The Economist Unveils New App Amid Broad Push For Subscriber Growth
Circulation is now the largest profit driver at the 174-year-old title, more than tripling advertising revenues.
The Economist is continuing to lean into its circulation strategy, unveiling today a new version of its subscription-based iOS app aimed at providing “long-term value” for paid subscribers.
Meant to maintain a more curated and wide-ranging experience, the subscribers-only app includes a “Daily Picks” selection of stories chosen by editors—allowing the magazine to surface stories readers otherwise may not find on their own—bookmarking options to save articles for later, check-marks next to articles that have already been read, estimated reading times, and streaming audio versions of articles.

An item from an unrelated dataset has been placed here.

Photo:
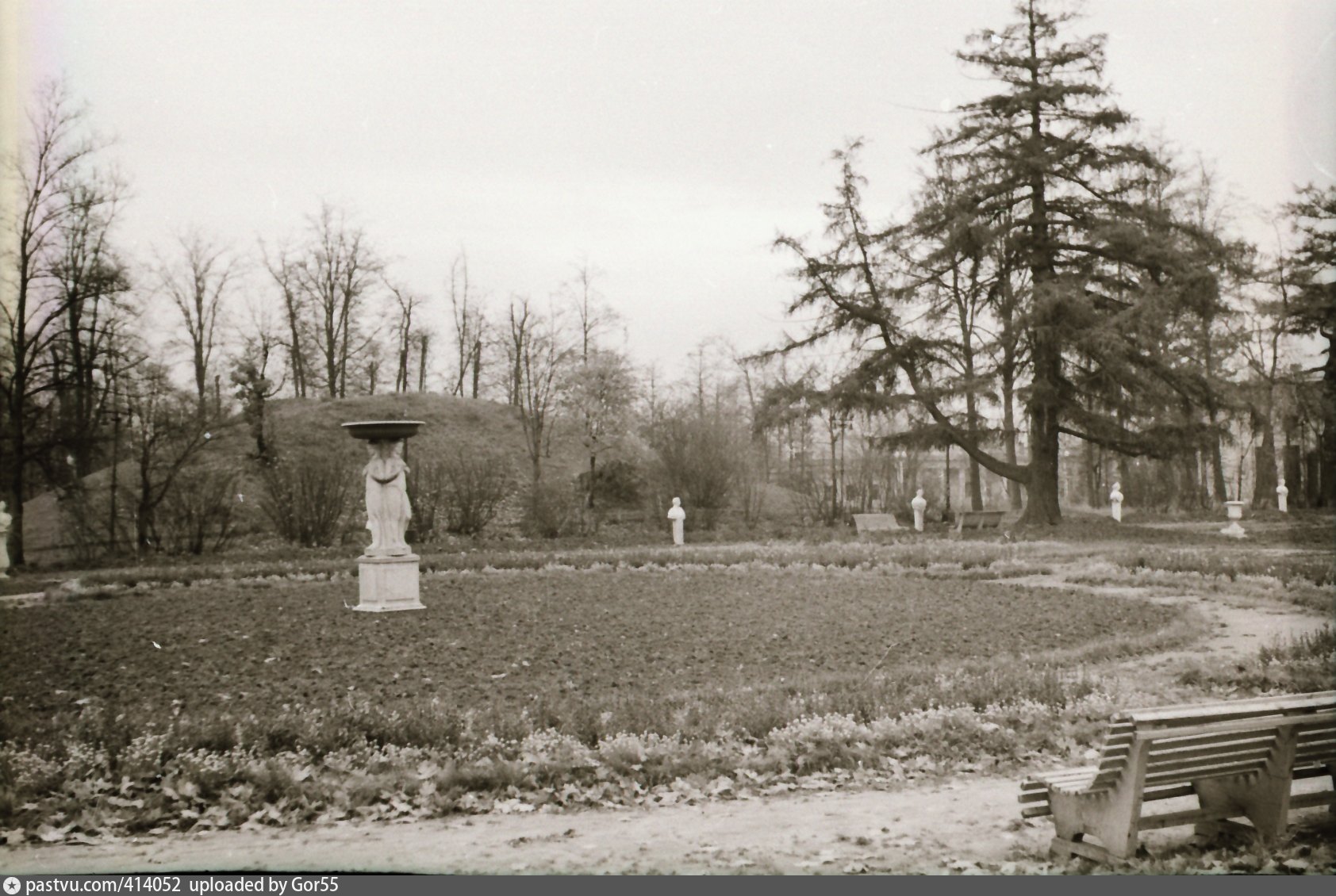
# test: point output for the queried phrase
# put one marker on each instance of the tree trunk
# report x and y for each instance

“We wanted to build an app that solved real customer problems and pain points,” said head of product Denise Law in a statement. “We hope that this new app will help Economist subscribers get more value out of their subscription.”
The company adds that some features that were removed from the old version—like the ability to access back issues and a night reading mode—are being formatted for the new version and will return in an update. The Economist Classic, which offers subscribers a digital version of the print magazine, will also remain in the App Store.
The news comes about a month after The Economist announced it was unifying its sales and circulation departments under COO and publisher Michael Brunt, calling the circulation department the “largest contributor of profits to The Economist Group.”
Circulation and subscriptions accounted for 58 percent of the company’s overall revenue in 2017, more than tripling its advertising revenues.
In three preceding years as CMO and managing director of circulation, Brunt was vocal about prioritizing digital subscriptions, expanding in North America, and cultivating loyal, long-term subscribers. The company says that while global digital subscriptions are up 25 percent year-over-year, they’re up 38 percent in North America, and that a 20-percent hike in subscription rates (to $45 quarterly or $152 annually) has had a “minimal impact” on retention.
“After listening closely to what our subscribers want out of an app from The Economist, we think we have created a new digital experience that will bring our audience closer to our daily and weekly content, ensuring they are able to quickly get to their favorite parts of The Economist each day on their phones,” added the app’s product manager, Richard Holden.
In its annual report last year, the company said that per-subscriber margins had increased 26 percent, and 73 percent of its subscribers now purchase the digital version.